Um empresário de 28 anos foi preso preventivamente suspeito de homicídio após investigação conduzida pela Polícia Civil em Rondonópolis, no sul de Mato Grosso. A prisão ocorreu durante a Operação Erínias, deflagrada pela Delegacia Especializada de Homicídios e Proteção à Pessoa (DHPP), conforme divulgado oficialmente pela Polícia Civil. O crime ocorreu no dia 1º de março, quando a vítima, identificada como Jozias dos Santos Lima, de 56 anos, foi morta a tiros enquanto estava em frente a um estabelecimento comercial na região da Vila Santo Antônio.
Segundo a investigação policial, o autor do homicídio teria se aproximado em uma motocicleta e efetuado diversos disparos contra a vítima, que era uma pessoa em situação de rua. Jozias morreu ainda no local, sem possibilidade de defesa. Conforme apurado pela DHPP, o estabelecimento diante do qual ocorreu o crime pertence ao investigado.
Investigação e cumprimento de mandados
Após o crime, a equipe da DHPP iniciou diligências para identificar o responsável. O trabalho incluiu levantamento de informações, análise de imagens e coleta de outros elementos probatórios. Com base nas evidências reunidas durante o inquérito, a Polícia Civil solicitou à Justiça a prisão preventiva do suspeito e mandados de busca e apreensão.

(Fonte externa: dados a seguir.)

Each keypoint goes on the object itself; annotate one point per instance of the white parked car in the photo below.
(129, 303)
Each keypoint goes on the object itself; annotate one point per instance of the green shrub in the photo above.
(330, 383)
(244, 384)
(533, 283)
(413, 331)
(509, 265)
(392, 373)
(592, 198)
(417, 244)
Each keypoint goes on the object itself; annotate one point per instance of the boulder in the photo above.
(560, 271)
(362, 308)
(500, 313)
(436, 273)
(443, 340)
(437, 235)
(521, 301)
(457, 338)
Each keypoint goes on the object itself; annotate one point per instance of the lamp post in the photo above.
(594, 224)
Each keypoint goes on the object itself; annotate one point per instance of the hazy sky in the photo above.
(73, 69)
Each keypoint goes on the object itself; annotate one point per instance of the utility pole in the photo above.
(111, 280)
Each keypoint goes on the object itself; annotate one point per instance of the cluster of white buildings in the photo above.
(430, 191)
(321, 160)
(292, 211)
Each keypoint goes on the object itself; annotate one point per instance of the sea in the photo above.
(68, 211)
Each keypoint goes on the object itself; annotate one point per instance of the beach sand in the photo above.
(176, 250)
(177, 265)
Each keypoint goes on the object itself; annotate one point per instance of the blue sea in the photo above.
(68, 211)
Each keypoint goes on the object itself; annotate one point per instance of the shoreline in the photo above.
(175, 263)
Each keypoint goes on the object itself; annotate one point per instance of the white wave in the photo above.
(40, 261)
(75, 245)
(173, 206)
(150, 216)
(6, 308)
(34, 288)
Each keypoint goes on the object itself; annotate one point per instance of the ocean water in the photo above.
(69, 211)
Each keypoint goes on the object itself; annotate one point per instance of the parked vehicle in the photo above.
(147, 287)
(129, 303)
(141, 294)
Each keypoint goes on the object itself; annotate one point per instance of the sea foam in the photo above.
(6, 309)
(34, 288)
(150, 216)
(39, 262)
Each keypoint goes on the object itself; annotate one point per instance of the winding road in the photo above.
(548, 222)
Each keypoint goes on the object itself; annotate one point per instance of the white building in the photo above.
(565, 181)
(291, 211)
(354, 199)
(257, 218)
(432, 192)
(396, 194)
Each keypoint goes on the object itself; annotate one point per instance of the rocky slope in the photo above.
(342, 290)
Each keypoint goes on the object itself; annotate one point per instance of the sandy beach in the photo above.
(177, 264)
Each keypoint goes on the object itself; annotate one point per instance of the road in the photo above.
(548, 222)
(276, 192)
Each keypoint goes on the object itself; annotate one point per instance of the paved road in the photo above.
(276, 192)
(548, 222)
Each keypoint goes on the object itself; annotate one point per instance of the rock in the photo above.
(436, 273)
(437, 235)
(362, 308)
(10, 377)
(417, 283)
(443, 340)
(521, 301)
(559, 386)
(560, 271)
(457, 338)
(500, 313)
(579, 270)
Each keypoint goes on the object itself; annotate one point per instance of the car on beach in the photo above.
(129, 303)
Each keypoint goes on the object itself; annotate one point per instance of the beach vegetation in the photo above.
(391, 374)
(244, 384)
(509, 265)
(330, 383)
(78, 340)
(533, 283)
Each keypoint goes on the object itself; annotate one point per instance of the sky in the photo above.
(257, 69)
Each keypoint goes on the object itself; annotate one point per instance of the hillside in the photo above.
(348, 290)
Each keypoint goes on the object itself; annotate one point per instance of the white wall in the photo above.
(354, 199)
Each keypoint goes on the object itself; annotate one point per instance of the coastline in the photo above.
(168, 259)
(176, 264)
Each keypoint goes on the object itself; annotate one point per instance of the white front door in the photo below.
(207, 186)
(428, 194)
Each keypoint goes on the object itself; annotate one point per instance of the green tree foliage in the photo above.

As medidas foram autorizadas pelo juízo da 1ª Vara Criminal de Rondonópolis. Na manhã desta terça-feira (16), policiais civis localizaram e prenderam o investigado em sua residência, no bairro Parque Universitário.
Arma e objetos apreendidos
Durante o cumprimento dos mandados, os agentes apreenderam:
- um revólver calibre .38;
- nove munições;
- dois aparelhos celulares;
- uma motocicleta Honda Bros.
De acordo com a Polícia Civil, os objetos apreendidos são compatíveis com os utilizados no homicídio. Em razão da arma encontrada na residência, o suspeito também foi autuado em flagrante por posse ilegal de arma de fogo.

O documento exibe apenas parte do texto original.